Women’s March leaders say they’re not stepping down despite calls to do so from critics

Women’s March leaders Linda Sarsour and Tamika Mallory

Women’s March board member Linda Sarsour said via text message Tuesday that she and fellow activist leaders of the movement are not stepping down and the third annual Women’s March will proceed as planned. The march’s founder Teresa Shook wrote a Facebook post Monday asking them to bow out as the organization’s luminaries.

“Bob Bland, Tamika Mallory, Linda Sarsour and Carmen Perez of Women’s March, Inc. have steered the Movement away from its true course,” Shook wrote. “I call for the current co-chairs to step down and to let others lead who can restore faith in the movement and its original intent.”

Shook’s denouncement of Mallory and Sarsour comes after controversy over Mallory’s alleged affiliation with Nation of Islam leader Louis Farrakhan, who recently made anti-Semitic remarks comparing Jewish people to “termites.” Sarsour also has been called anti-Semitic for her support for the boycott, divestment and sanction of Israel due to the country’s human rights abuses against Palestinians.

“The most important thing to know is that Teresa Shook never reached out to us directly,” Sarsour said Tuesday. “We are an imperfect yet powerful, effective movement and we have a commitment to continue this work because marginalized communities are counting on us.”

Sarsour and Mallory have repudiated Farrakhan’s comments about Jews, saying on Nov. 8 that the Women’s March “reject[s] anti-Semitism in all its forms.”

“We recognize the danger of hate rhetoric by public figures,” Women’s March posted on Facebook. “We want to say emphatically that we do not support or endorse statements made by Minister Louis Farrakhan about women, Jewish and LGBTQ communities.”

Mallory first took heat after it was revealed she sat in the audience during a Saviours’ Day speech in February, in which Farrakhan said, “The powerful Jews are my enemy.”

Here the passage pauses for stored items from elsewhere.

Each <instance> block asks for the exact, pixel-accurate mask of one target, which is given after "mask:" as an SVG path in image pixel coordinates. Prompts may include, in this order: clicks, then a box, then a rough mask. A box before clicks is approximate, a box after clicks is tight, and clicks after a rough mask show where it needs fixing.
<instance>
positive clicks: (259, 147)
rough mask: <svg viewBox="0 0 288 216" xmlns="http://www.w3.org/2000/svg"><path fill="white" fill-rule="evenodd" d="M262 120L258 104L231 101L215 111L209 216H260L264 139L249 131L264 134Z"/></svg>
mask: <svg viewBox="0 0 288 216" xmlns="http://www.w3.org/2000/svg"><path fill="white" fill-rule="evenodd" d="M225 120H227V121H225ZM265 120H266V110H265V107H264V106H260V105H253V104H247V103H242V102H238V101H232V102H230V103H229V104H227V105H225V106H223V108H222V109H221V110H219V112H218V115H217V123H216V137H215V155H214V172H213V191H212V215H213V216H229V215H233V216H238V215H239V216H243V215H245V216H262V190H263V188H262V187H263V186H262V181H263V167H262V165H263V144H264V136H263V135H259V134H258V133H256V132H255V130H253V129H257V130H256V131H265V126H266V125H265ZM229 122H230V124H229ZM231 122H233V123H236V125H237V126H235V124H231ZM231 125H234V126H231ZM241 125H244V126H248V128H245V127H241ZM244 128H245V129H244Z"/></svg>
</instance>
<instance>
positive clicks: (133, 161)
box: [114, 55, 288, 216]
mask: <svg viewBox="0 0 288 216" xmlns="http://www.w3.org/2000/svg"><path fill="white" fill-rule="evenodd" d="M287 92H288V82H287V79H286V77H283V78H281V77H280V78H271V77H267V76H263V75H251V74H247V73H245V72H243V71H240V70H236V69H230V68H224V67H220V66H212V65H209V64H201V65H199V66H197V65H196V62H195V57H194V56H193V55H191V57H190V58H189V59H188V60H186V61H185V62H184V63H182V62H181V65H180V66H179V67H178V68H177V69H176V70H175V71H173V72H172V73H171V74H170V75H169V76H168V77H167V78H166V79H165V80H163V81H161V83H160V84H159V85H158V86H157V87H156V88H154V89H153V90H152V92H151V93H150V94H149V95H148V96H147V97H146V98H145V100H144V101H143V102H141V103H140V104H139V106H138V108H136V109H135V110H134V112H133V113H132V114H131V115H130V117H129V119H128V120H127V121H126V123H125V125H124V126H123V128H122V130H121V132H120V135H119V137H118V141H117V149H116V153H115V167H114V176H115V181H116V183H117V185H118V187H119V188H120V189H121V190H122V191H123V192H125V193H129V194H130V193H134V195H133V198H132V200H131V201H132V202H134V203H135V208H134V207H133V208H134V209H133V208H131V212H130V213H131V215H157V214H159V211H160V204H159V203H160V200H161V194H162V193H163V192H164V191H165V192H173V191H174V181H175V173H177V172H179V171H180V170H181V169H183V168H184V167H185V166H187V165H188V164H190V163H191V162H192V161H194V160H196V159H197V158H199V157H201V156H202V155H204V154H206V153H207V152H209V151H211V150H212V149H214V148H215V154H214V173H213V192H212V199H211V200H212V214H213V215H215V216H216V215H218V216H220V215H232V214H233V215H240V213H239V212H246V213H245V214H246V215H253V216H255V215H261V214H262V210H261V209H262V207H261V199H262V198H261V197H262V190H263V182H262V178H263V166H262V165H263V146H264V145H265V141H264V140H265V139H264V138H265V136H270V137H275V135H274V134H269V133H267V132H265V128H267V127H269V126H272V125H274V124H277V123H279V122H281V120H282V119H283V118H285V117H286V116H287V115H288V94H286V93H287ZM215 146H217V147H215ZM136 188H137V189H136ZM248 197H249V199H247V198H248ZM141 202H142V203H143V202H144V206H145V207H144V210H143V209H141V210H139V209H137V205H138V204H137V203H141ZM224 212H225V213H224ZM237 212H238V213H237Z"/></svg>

In a lengthy March 7 News One essay, Mallory explained in detail that the Nation of Islam has played an integral role in advancing the black community in the past and that she herself often works with people she doesn’t agree with.

“I was raised in activism and believe that as historically oppressed people, blacks, Jews, Muslims and all people must stand together to fight racism, anti-Semitism and Islamophobia,” Mallory wrote. “I believe that LGBTQAI people are not an abomination or a creation of man, but simply people, and that religion is not to be used as a tool to abuse, divide, harm, bully or intimidate. ... It is impossible for me to agree with every statement or share every viewpoint of the many people who I have worked with or will work with in the future.”

These statements haven’t stopped conservative critics and some Women’s March supporters, including actress Alyssa Milano, from saying Mallory and Sarsour need to sever ties with Farrakhan altogether, something Mallory has been unwilling to do.

Milano recently said she wouldn’t speak at the third Women’s March slated for Jan. 19, if Mallory and Sarsour were still part of it.

“Any time that there is any bigotry or anti-Semitism in that respect, it needs to be called out and addressed,” Milano told the Advocate in October. “I’m disappointed in the leadership of the Women’s March that they haven’t done it adequately. ... Unfortunate that none of them have come forward against him at this point. Or even given a really good reason why to support them.”

Sarsour referred back to a statement the Women’s March posted on its Facebook page on Nov. 8 when asked why she thinks she and Mallory are being criticized for alleged anti-Semitism.

“It’s important to remember that many on the right are thrilled to use any tool they can find to divide and undermine our movement — one that inspired the #WomensWave we saw this week in the midterm elections,” she said.